Domestic violence expert Heather Douglas says she understood Ms Clarke was fearful of what her estranged husband Rowan Baxter might do if she applied for a protection order after they separated in late 2019.
But Prof Douglas said Ms Clarke may have potentially had Baxter arrested and in police custody on charges such as stalking, if officers had asked the right questions.
“If the police officers were really aware of risk factors and had explained clearly to Hannah about her safety issues and encouraged her to make charges and to support charges we might have had a different outcome,” she told the inquest into the death of Ms Clarke and her children.
“People can’t be expected to really know what their risk factors are but police should be expected to know and be able to articulate them to a victim.
“And with full information someone like Hannah may have actually made a different decision, especially if she thought serious charges might lead to a refusal of bail.”
Prof Douglas said there are often opportunities where alleged perpetrators can be charged with criminal offences, but instead the officers’ initial focus is often on domestic violence order breaches.
“They (police) may have decided to charge differently and magistrates confronted with … 29 out of 39 risk factors may well have also decided that bail shouldn’t have been granted,” she said.
There “was a lot that went wrong” in Ms Clarke’s case, Prof Douglas said, advocating for trials of different approaches to domestic violence.
Ms Clarke was leaving her parents’ home in the Brisbane suburb of Camp Hill to take her children – Aaliyah, six, Laianah, four, and Trey, three – to school when Baxter got into the car, poured fuel inside and set it alight on February 19, 2020.
The inquest was told Baxter received a “glowing endorsement” from psychologist Vivian Jarrett barely a month before he torched his family and then fatally stabbed himself.
Dr Jarrett wrote a reference saying she had no concerns about Baxter’s mental health.

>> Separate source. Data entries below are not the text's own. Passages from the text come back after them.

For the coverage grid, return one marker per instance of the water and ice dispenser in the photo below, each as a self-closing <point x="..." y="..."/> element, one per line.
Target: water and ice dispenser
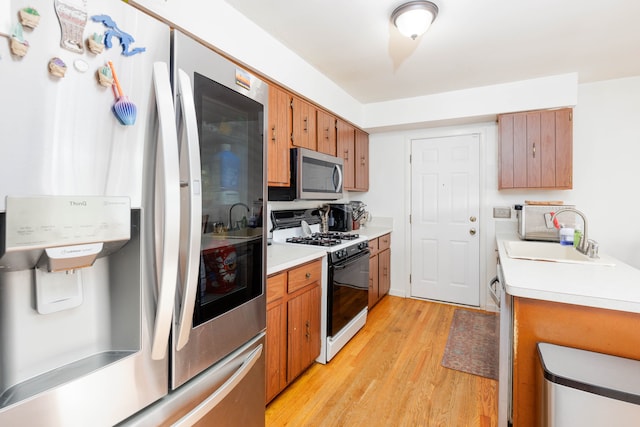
<point x="70" y="290"/>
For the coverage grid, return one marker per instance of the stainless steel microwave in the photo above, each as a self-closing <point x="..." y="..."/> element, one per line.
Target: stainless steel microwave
<point x="314" y="176"/>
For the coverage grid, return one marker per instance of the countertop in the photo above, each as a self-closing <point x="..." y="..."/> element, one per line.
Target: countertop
<point x="602" y="286"/>
<point x="374" y="230"/>
<point x="282" y="256"/>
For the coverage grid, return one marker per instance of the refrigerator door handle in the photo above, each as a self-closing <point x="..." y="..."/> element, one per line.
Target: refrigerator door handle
<point x="167" y="211"/>
<point x="190" y="242"/>
<point x="216" y="397"/>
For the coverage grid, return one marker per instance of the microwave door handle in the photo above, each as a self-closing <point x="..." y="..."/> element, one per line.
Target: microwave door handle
<point x="166" y="211"/>
<point x="337" y="171"/>
<point x="192" y="211"/>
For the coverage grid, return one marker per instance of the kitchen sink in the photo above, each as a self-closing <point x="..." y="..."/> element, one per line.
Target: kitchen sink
<point x="552" y="252"/>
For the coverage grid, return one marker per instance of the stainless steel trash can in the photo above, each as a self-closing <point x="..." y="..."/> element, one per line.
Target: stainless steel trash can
<point x="583" y="388"/>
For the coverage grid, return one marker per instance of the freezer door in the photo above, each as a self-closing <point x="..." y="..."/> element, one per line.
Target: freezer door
<point x="231" y="393"/>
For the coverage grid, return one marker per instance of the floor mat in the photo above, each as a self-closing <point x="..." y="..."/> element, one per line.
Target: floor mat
<point x="472" y="345"/>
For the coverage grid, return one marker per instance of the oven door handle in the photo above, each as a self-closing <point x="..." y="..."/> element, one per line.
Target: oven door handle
<point x="352" y="260"/>
<point x="494" y="290"/>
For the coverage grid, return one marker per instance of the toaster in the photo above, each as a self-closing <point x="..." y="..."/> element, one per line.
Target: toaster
<point x="534" y="222"/>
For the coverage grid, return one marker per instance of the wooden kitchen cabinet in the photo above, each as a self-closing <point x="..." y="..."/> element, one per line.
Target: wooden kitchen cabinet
<point x="379" y="268"/>
<point x="346" y="149"/>
<point x="303" y="125"/>
<point x="588" y="328"/>
<point x="278" y="168"/>
<point x="276" y="357"/>
<point x="303" y="325"/>
<point x="536" y="149"/>
<point x="362" y="161"/>
<point x="293" y="324"/>
<point x="326" y="132"/>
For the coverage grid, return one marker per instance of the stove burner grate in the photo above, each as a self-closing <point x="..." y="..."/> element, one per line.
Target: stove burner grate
<point x="323" y="239"/>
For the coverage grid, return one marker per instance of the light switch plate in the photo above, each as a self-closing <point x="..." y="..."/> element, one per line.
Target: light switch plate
<point x="502" y="212"/>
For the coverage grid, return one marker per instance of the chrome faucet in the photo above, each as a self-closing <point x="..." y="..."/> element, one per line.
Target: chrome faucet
<point x="231" y="209"/>
<point x="585" y="246"/>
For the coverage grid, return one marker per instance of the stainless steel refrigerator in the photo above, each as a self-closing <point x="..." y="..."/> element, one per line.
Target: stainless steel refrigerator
<point x="132" y="257"/>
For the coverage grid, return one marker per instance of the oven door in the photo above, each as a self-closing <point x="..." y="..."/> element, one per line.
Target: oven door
<point x="347" y="291"/>
<point x="221" y="304"/>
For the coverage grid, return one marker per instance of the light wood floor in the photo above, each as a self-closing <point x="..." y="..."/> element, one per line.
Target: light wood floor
<point x="389" y="374"/>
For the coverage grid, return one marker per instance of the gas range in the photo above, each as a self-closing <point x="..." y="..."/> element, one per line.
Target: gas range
<point x="287" y="228"/>
<point x="345" y="281"/>
<point x="327" y="239"/>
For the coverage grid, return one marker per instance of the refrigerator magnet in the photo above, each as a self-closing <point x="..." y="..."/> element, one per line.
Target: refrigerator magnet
<point x="95" y="43"/>
<point x="105" y="76"/>
<point x="72" y="15"/>
<point x="19" y="46"/>
<point x="29" y="17"/>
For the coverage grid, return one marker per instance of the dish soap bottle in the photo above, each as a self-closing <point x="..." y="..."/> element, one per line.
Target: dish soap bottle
<point x="566" y="236"/>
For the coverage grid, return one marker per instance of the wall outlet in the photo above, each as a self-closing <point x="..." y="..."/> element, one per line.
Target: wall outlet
<point x="501" y="212"/>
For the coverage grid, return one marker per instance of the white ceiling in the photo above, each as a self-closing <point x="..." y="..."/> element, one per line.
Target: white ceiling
<point x="471" y="43"/>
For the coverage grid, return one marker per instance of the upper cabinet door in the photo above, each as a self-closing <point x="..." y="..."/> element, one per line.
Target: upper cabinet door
<point x="303" y="125"/>
<point x="536" y="149"/>
<point x="362" y="161"/>
<point x="278" y="137"/>
<point x="345" y="143"/>
<point x="326" y="131"/>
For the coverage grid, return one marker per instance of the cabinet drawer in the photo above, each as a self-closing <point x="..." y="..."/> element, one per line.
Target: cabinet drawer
<point x="373" y="246"/>
<point x="275" y="287"/>
<point x="304" y="275"/>
<point x="384" y="242"/>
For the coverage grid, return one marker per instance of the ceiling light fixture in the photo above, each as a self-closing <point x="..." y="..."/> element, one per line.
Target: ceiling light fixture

She told the inquest on Wednesday that she agreed Baxter was at a high risk of harming others.
Dr Jarrett was also aware Baxter may be trying to “pull the wool” over her eyes during their six sessions from December 2019, to create good evidence for the family court in a bid to regain access to his children. But she did not detail those concerns in her notes.
Instead she wrote a favourable reference and provided police a statement a day after the family’s deaths saying Baxter was “level headed” and “low risk”.
“I did not have any evidence before me to say he was an unfit parent,” Dr Jarrett said.
The inquest is set to come to a close in Brisbane on Thursday.